An unofficial Python library for accessing OPGG data.
BSD 3-Clause "New" or "Revised" License
9 stars 4 forks source link

Update cacher to account for the new object fields #31

Closed ShoobyDoo closed 2 months ago

ShoobyDoo commented 2 months ago

During the ongoing development of v1.4.0, many of the objects that had missing attributes were overhauled completely. The cacher however, is still caching data based on the old object parameters. This needs to be corrected in order for the cacher to properly rebuild objects that are cached post v1.4.0.

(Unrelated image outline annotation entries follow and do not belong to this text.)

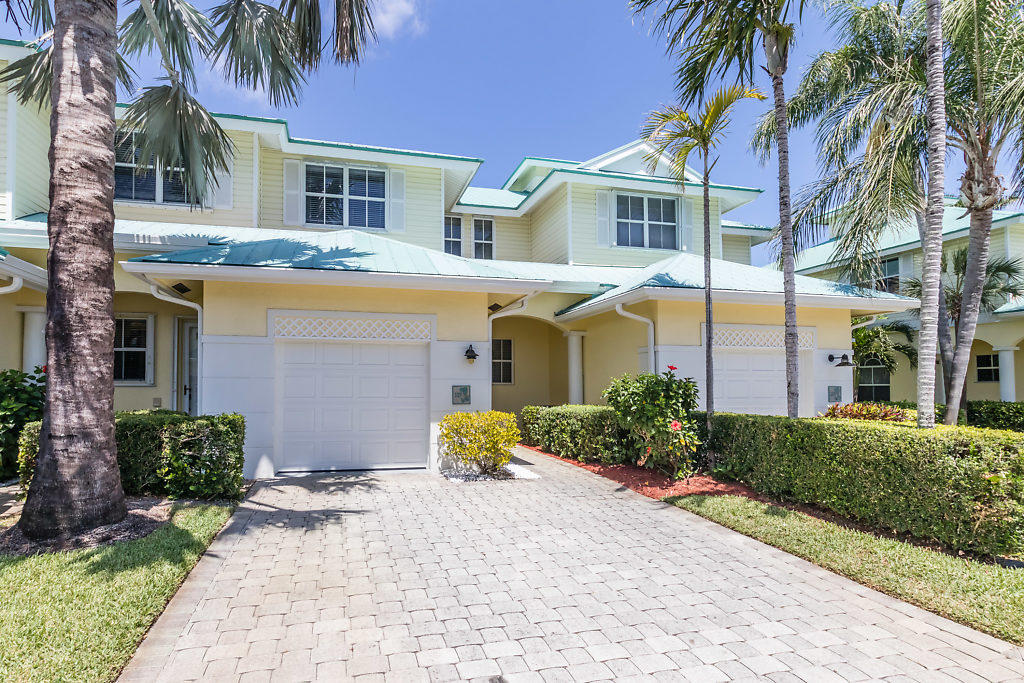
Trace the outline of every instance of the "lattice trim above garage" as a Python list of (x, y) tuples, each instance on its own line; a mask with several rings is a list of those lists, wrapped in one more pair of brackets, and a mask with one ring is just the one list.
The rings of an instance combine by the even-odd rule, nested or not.
[[(814, 330), (797, 329), (797, 345), (812, 349)], [(716, 325), (715, 348), (784, 349), (785, 328), (774, 325)]]
[(273, 321), (273, 336), (279, 339), (426, 342), (430, 341), (430, 321), (279, 315)]

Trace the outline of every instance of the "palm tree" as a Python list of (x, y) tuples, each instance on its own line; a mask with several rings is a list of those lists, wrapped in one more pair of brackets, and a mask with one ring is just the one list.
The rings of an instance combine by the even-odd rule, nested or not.
[[(950, 317), (953, 325), (953, 333), (956, 335), (956, 352), (961, 352), (959, 344), (963, 331), (963, 311), (965, 309), (964, 300), (968, 297), (967, 281), (972, 276), (973, 264), (971, 263), (971, 248), (962, 247), (956, 249), (950, 257), (943, 253), (941, 260), (941, 270), (943, 276), (942, 290), (946, 301), (949, 302)], [(949, 266), (952, 267), (949, 267)], [(920, 298), (922, 293), (922, 283), (913, 278), (907, 281), (903, 287), (903, 293), (907, 296)], [(1024, 296), (1024, 262), (1019, 258), (998, 257), (989, 259), (985, 264), (985, 273), (978, 288), (978, 310), (990, 313), (1009, 299)], [(974, 344), (974, 335), (971, 335), (971, 344)], [(971, 348), (968, 347), (965, 355), (970, 357)], [(962, 391), (955, 398), (947, 396), (947, 403), (955, 400), (957, 410), (963, 409), (967, 402), (967, 394)], [(948, 407), (946, 415), (949, 414)]]
[[(114, 143), (116, 82), (129, 60), (156, 49), (166, 82), (143, 88), (125, 116), (142, 159), (181, 168), (195, 204), (225, 168), (230, 141), (193, 96), (202, 60), (230, 82), (265, 90), (271, 104), (298, 99), (305, 72), (330, 43), (357, 62), (374, 35), (369, 0), (224, 0), (209, 15), (185, 0), (140, 0), (119, 27), (117, 3), (34, 0), (24, 9), (40, 38), (11, 63), (23, 102), (50, 109), (50, 249), (46, 296), (46, 403), (39, 458), (19, 525), (33, 539), (123, 519), (114, 440)], [(325, 35), (329, 34), (329, 35)]]
[[(937, 294), (939, 346), (949, 383), (947, 396), (952, 397), (962, 393), (967, 375), (991, 212), (1006, 200), (995, 172), (1000, 153), (1006, 151), (1017, 169), (1014, 194), (1024, 188), (1024, 93), (1016, 91), (1013, 96), (1024, 70), (1024, 28), (1017, 11), (1001, 0), (958, 0), (948, 5), (946, 135), (967, 163), (962, 202), (972, 223), (967, 296), (957, 298), (957, 309), (948, 307), (947, 314), (944, 291), (940, 288)], [(790, 102), (795, 125), (818, 121), (819, 158), (825, 169), (824, 177), (798, 202), (798, 236), (820, 237), (815, 227), (823, 217), (838, 225), (835, 257), (850, 269), (861, 270), (858, 280), (868, 279), (867, 271), (878, 268), (877, 240), (887, 225), (915, 218), (922, 244), (928, 244), (926, 183), (932, 179), (932, 158), (927, 13), (923, 2), (906, 9), (856, 1), (835, 6), (843, 45), (814, 60)], [(770, 139), (770, 128), (771, 122), (762, 121), (756, 136), (759, 145)], [(922, 296), (927, 309), (927, 287)], [(947, 321), (953, 314), (962, 321), (955, 347), (948, 339)], [(927, 327), (923, 325), (923, 330)], [(924, 347), (922, 352), (927, 352)], [(931, 372), (931, 364), (922, 364), (921, 372)], [(955, 422), (957, 404), (955, 400), (947, 404), (947, 422)]]
[(738, 85), (719, 88), (703, 103), (700, 110), (690, 114), (679, 106), (666, 106), (651, 112), (641, 130), (641, 136), (651, 147), (645, 161), (651, 171), (657, 168), (663, 157), (671, 160), (672, 171), (680, 185), (686, 179), (686, 161), (690, 153), (696, 152), (703, 164), (703, 259), (705, 259), (705, 410), (707, 411), (708, 433), (711, 434), (712, 418), (715, 414), (715, 359), (713, 340), (715, 334), (712, 318), (711, 289), (711, 172), (718, 163), (712, 152), (722, 143), (732, 109), (740, 99), (764, 99), (757, 90)]
[[(915, 331), (905, 322), (873, 323), (870, 317), (855, 317), (852, 322), (854, 400), (859, 400), (857, 386), (860, 384), (860, 367), (869, 360), (874, 360), (890, 373), (894, 373), (899, 368), (899, 359), (896, 356), (902, 354), (909, 360), (911, 368), (918, 367), (918, 349), (913, 345)], [(896, 335), (903, 335), (906, 342), (899, 341)]]
[(703, 98), (712, 76), (733, 69), (735, 81), (751, 85), (758, 46), (764, 51), (762, 69), (771, 79), (778, 150), (778, 223), (781, 237), (782, 281), (785, 299), (786, 412), (799, 414), (799, 347), (797, 342), (796, 267), (793, 216), (790, 206), (790, 138), (783, 77), (790, 48), (804, 0), (630, 0), (636, 13), (657, 12), (655, 27), (669, 39), (669, 51), (679, 59), (677, 89), (685, 104)]

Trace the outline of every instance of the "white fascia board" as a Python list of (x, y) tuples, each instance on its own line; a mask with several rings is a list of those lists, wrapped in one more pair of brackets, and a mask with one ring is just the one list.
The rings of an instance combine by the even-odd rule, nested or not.
[(140, 272), (153, 278), (175, 276), (187, 280), (284, 285), (334, 285), (338, 287), (385, 287), (389, 289), (426, 289), (451, 292), (529, 293), (546, 290), (550, 280), (511, 280), (461, 275), (413, 275), (365, 270), (319, 270), (275, 268), (249, 265), (205, 265), (199, 263), (153, 263), (121, 261), (126, 272)]
[[(630, 304), (640, 301), (703, 301), (703, 289), (700, 288), (643, 287), (608, 297), (597, 305), (582, 306), (581, 308), (562, 313), (557, 317), (560, 321), (574, 321), (611, 310), (615, 307), (615, 304)], [(784, 295), (780, 292), (713, 290), (713, 298), (717, 303), (751, 305), (783, 305), (785, 303)], [(916, 299), (876, 299), (829, 294), (798, 294), (797, 305), (808, 308), (849, 308), (851, 311), (857, 313), (890, 313), (919, 308), (921, 302)]]
[(25, 259), (10, 254), (0, 256), (0, 273), (9, 278), (20, 278), (26, 286), (40, 292), (46, 291), (46, 269)]

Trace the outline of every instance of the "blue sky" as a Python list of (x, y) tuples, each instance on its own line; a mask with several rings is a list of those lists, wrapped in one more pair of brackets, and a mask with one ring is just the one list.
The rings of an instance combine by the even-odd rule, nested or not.
[[(206, 6), (202, 0), (198, 3)], [(674, 99), (664, 42), (626, 0), (377, 0), (379, 40), (358, 68), (328, 65), (298, 108), (273, 110), (218, 73), (201, 76), (212, 111), (280, 116), (302, 137), (411, 147), (485, 160), (474, 184), (499, 186), (527, 155), (584, 160), (638, 136), (647, 112)], [(7, 27), (4, 36), (14, 37)], [(809, 9), (791, 57), (787, 91), (831, 47), (827, 23)], [(152, 73), (153, 65), (141, 69)], [(151, 81), (152, 82), (152, 81)], [(761, 88), (768, 92), (767, 82)], [(749, 150), (769, 102), (740, 103), (715, 180), (765, 189), (730, 218), (774, 224), (774, 160)], [(816, 173), (813, 140), (792, 140), (796, 191)], [(950, 167), (950, 187), (959, 170)], [(757, 262), (767, 258), (764, 249)]]

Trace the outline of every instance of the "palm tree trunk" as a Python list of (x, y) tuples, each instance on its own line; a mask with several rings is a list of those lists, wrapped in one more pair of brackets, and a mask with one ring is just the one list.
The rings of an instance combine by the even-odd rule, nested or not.
[(992, 233), (992, 210), (971, 212), (971, 233), (967, 247), (967, 271), (964, 273), (964, 295), (961, 297), (959, 329), (956, 331), (956, 352), (946, 395), (946, 414), (943, 422), (956, 424), (967, 383), (967, 367), (971, 361), (971, 347), (978, 328), (981, 311), (981, 294), (988, 270), (989, 238)]
[(124, 519), (114, 440), (117, 4), (55, 3), (47, 229), (47, 387), (20, 527), (33, 539)]
[(927, 0), (928, 202), (922, 247), (921, 335), (918, 340), (918, 426), (935, 426), (935, 351), (938, 335), (942, 211), (946, 164), (946, 93), (942, 63), (942, 0)]
[[(921, 244), (925, 244), (925, 216), (919, 211), (914, 214), (918, 218), (918, 234)], [(941, 266), (941, 259), (939, 261)], [(941, 270), (941, 268), (940, 268)], [(946, 307), (946, 289), (941, 284), (942, 275), (939, 274), (939, 313), (936, 330), (939, 338), (939, 358), (942, 362), (942, 387), (944, 395), (949, 395), (949, 378), (953, 374), (953, 340), (949, 336), (949, 310)]]
[[(708, 169), (708, 151), (705, 150), (703, 215), (705, 215), (705, 411), (708, 420), (708, 438), (711, 440), (711, 423), (715, 416), (715, 323), (711, 305), (711, 176)], [(708, 465), (715, 467), (715, 454), (708, 452)]]
[(800, 415), (800, 349), (797, 342), (797, 275), (790, 206), (790, 122), (782, 75), (771, 75), (775, 95), (778, 140), (778, 226), (782, 236), (782, 289), (785, 300), (785, 408), (791, 418)]

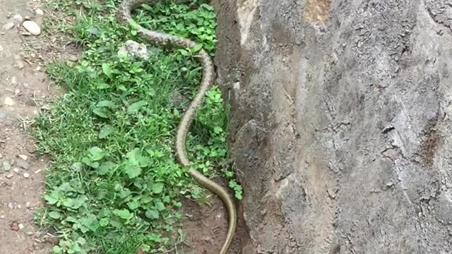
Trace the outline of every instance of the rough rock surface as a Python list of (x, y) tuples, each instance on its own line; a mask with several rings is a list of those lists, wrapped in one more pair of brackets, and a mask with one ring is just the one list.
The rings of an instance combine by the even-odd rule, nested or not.
[(452, 4), (216, 4), (246, 253), (450, 253)]

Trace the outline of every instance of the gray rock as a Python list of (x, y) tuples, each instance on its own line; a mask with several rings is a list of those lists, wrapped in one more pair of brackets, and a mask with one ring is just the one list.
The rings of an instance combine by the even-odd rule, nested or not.
[(118, 51), (118, 54), (129, 54), (134, 57), (146, 59), (148, 57), (148, 49), (145, 44), (129, 40)]
[(14, 28), (14, 25), (16, 25), (16, 24), (14, 24), (13, 22), (8, 22), (7, 23), (5, 23), (3, 25), (3, 30), (11, 30), (11, 29)]
[(28, 170), (30, 169), (30, 164), (23, 159), (17, 159), (16, 160), (16, 166), (21, 167), (25, 170)]
[(217, 2), (249, 253), (451, 253), (448, 1)]
[(22, 23), (22, 26), (33, 35), (39, 35), (41, 33), (41, 28), (32, 20), (25, 20)]

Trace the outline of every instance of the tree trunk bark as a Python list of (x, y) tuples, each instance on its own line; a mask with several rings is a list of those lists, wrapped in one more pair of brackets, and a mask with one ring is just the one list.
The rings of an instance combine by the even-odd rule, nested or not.
[(215, 8), (244, 253), (451, 253), (452, 1)]

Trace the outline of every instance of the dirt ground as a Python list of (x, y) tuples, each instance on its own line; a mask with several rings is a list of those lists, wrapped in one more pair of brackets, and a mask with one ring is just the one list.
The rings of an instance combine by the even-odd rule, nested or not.
[(18, 25), (3, 28), (16, 14), (40, 23), (35, 11), (40, 3), (0, 0), (0, 254), (49, 253), (54, 238), (33, 222), (47, 162), (36, 158), (25, 131), (56, 91), (49, 89), (43, 66), (23, 51), (24, 42), (37, 38)]
[[(37, 0), (0, 0), (0, 254), (51, 253), (56, 238), (33, 222), (35, 210), (43, 205), (49, 162), (37, 158), (26, 131), (34, 117), (61, 94), (46, 77), (43, 61), (76, 52), (71, 47), (56, 49), (56, 44), (64, 43), (44, 32), (25, 35), (17, 24), (11, 30), (3, 28), (16, 14), (41, 25), (42, 4)], [(183, 220), (186, 238), (180, 247), (182, 253), (218, 253), (227, 229), (221, 201), (214, 198), (210, 205), (200, 205), (185, 200), (184, 210), (191, 216)], [(239, 218), (230, 253), (240, 253), (249, 241), (244, 226)]]

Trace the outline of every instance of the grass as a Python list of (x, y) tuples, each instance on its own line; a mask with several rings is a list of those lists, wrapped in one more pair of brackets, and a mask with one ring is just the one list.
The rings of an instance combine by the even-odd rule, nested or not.
[[(178, 229), (182, 198), (207, 199), (173, 150), (184, 102), (196, 94), (201, 69), (183, 49), (147, 44), (146, 59), (118, 54), (127, 40), (146, 43), (118, 23), (119, 2), (65, 1), (50, 0), (47, 7), (75, 18), (47, 19), (44, 30), (71, 36), (83, 59), (73, 66), (47, 66), (67, 92), (32, 130), (37, 152), (52, 159), (47, 205), (37, 212), (36, 222), (56, 232), (54, 253), (165, 253), (177, 243), (167, 233), (177, 231), (180, 241), (184, 234)], [(146, 28), (190, 38), (215, 54), (215, 14), (202, 1), (143, 6), (134, 16)], [(227, 123), (227, 108), (214, 86), (196, 114), (187, 150), (194, 167), (209, 177), (225, 177), (241, 199), (226, 144)]]

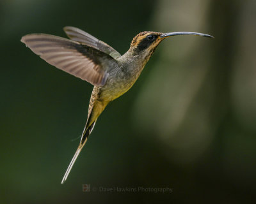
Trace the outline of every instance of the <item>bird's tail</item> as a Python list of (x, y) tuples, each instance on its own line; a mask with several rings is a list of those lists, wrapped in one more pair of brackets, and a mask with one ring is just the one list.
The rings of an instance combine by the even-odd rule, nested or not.
[(70, 163), (68, 165), (68, 167), (66, 171), (66, 173), (64, 175), (63, 178), (62, 178), (61, 180), (61, 184), (64, 184), (65, 181), (67, 180), (67, 178), (68, 176), (69, 173), (71, 171), (72, 168), (73, 167), (74, 164), (75, 163), (75, 161), (76, 159), (77, 158), (78, 156), (79, 155), (83, 147), (84, 146), (84, 144), (86, 143), (87, 139), (89, 136), (89, 135), (91, 134), (94, 126), (95, 125), (97, 119), (88, 127), (87, 127), (87, 124), (88, 124), (88, 121), (87, 121), (86, 126), (84, 127), (84, 129), (83, 132), (82, 134), (82, 137), (81, 138), (81, 141), (79, 143), (79, 145), (78, 146), (78, 148), (77, 150), (76, 151), (76, 153), (71, 160)]

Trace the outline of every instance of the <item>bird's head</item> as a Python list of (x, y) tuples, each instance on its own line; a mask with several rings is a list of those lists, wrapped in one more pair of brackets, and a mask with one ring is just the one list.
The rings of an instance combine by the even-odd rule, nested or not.
[(194, 32), (173, 32), (163, 33), (159, 32), (144, 31), (137, 34), (132, 40), (129, 51), (133, 55), (143, 55), (149, 59), (157, 45), (164, 39), (177, 35), (197, 35), (214, 38), (207, 34)]

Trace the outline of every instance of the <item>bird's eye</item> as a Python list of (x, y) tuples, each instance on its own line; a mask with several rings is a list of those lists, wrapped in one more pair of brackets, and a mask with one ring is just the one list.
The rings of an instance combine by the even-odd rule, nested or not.
[(147, 38), (148, 38), (148, 40), (149, 40), (150, 41), (152, 41), (155, 39), (155, 36), (152, 34), (150, 34), (149, 36), (148, 36)]

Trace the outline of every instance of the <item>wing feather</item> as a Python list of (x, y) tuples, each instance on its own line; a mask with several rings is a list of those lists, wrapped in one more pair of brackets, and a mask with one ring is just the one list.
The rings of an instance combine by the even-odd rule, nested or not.
[(63, 29), (68, 37), (74, 41), (93, 47), (114, 59), (121, 57), (120, 53), (113, 47), (79, 28), (67, 26)]
[(104, 85), (108, 78), (108, 67), (102, 62), (114, 60), (94, 47), (52, 35), (28, 34), (21, 41), (50, 64), (94, 85)]

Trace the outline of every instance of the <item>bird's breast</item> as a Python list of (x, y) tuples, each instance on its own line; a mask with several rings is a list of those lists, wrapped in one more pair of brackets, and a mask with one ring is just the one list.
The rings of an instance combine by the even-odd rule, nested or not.
[(143, 67), (136, 63), (123, 64), (113, 69), (106, 84), (100, 88), (101, 97), (111, 101), (123, 95), (134, 84)]

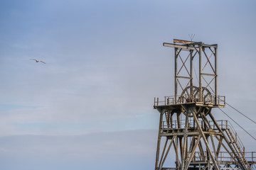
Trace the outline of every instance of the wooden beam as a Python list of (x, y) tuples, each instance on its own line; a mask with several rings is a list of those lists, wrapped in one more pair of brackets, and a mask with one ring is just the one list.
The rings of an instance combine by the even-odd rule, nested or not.
[(183, 43), (183, 44), (193, 44), (193, 43), (198, 43), (199, 42), (187, 41), (187, 40), (174, 39), (174, 43)]
[(182, 50), (186, 50), (186, 51), (196, 50), (199, 50), (198, 47), (190, 47), (186, 45), (176, 45), (176, 44), (164, 42), (163, 45), (164, 47), (169, 47), (181, 48)]

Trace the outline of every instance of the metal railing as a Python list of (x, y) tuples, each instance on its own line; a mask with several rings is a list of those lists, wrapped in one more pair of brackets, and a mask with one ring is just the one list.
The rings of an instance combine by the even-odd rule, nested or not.
[[(199, 98), (189, 98), (184, 96), (178, 96), (177, 99), (174, 96), (164, 96), (162, 98), (154, 98), (154, 106), (170, 106), (175, 104), (183, 104), (190, 103), (202, 103), (200, 102)], [(213, 104), (213, 105), (225, 105), (225, 97), (224, 96), (215, 96), (208, 95), (203, 98), (204, 104)]]
[[(191, 152), (188, 152), (188, 153), (189, 154)], [(230, 153), (230, 154), (231, 156), (228, 152), (220, 152), (218, 155), (218, 161), (220, 162), (234, 162), (233, 159), (233, 157), (235, 157), (234, 153)], [(250, 162), (250, 164), (253, 164), (256, 163), (256, 152), (242, 152), (242, 154), (245, 155), (245, 157), (246, 158), (247, 162)], [(193, 162), (202, 162), (203, 160), (204, 160), (206, 162), (206, 159), (207, 159), (206, 157), (207, 157), (206, 151), (203, 152), (203, 155), (202, 155), (200, 152), (196, 152)]]

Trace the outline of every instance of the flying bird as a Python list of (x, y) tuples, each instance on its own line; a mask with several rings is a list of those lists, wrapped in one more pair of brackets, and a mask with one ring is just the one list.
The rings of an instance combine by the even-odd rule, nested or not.
[(43, 62), (43, 61), (39, 61), (39, 60), (36, 60), (36, 59), (31, 59), (31, 60), (35, 60), (36, 62), (43, 62), (43, 64), (46, 64), (46, 62)]

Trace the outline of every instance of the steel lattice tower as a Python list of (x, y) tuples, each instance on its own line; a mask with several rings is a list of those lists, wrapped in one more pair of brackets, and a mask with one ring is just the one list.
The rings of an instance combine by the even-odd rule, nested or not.
[(175, 94), (155, 98), (160, 113), (155, 170), (253, 169), (255, 152), (245, 152), (228, 121), (216, 120), (212, 113), (225, 106), (218, 95), (218, 45), (174, 39), (164, 46), (174, 48)]

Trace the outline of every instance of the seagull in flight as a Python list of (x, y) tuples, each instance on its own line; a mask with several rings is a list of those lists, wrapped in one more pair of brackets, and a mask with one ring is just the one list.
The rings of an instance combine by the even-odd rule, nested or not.
[(46, 63), (45, 63), (45, 62), (43, 62), (43, 61), (39, 61), (39, 60), (36, 60), (36, 59), (31, 59), (31, 60), (35, 60), (36, 62), (43, 62), (43, 64), (46, 64)]

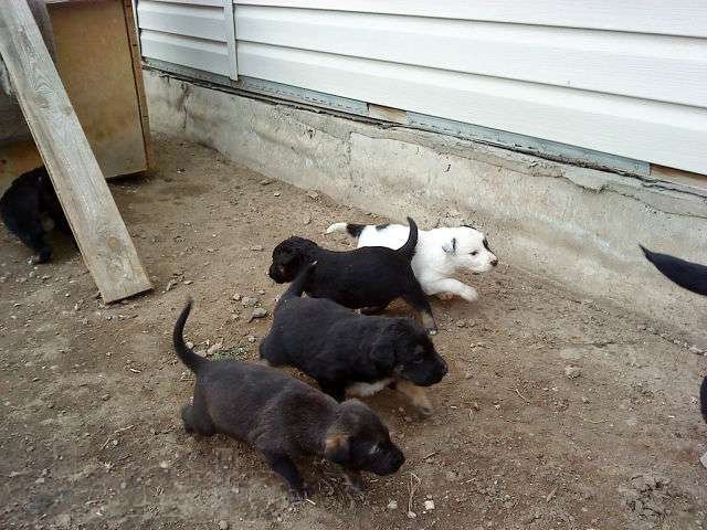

Additionally, some logic needs to be put in place to identify when rebuilding objects from cache fail due to key errors resulting from older cache files. This would just involve removing the old cache database and rebuilding it from scratch.

ShoobyDoo commented 2 months ago

Cacher has some serious performance issues after the modifications. I will need to investigate further. A typical search would take no more than a second or two. It now takes about 4-5 seconds to complete a search.

Logs reveal several cacher calls, indicating every single search is making the program read get_all_champs(), and then inserting as well. Very large amounts of data is unnecessarily being processed.

Perhaps its not worth caching the champions? They have dedicated endpoints meant for high volume traffic, could just remove caching anything but the summoner search. The summoner id is the most important because that requires a web request and then data scrape.

Edit: The performance issue was in the game object __repr__(). This was because the game object does not include the champion object as before, and instead just has the champion id, I included the following line to build them as a convenience:

champion={Utils.get_champion_by(By.ID, self.myData.champion_id)}

Going into get_champion_by(), we see that it queries the ENTIRE champion list EACH time for every champion in the games list. This is an enormous amount of data processing that is needlessly occurring. I believe the solution would be to cache the champions list weekly, and pull from the cache each time. (This was how it worked before, but I introduced some bugs during the massive changes to the game object and cacher.)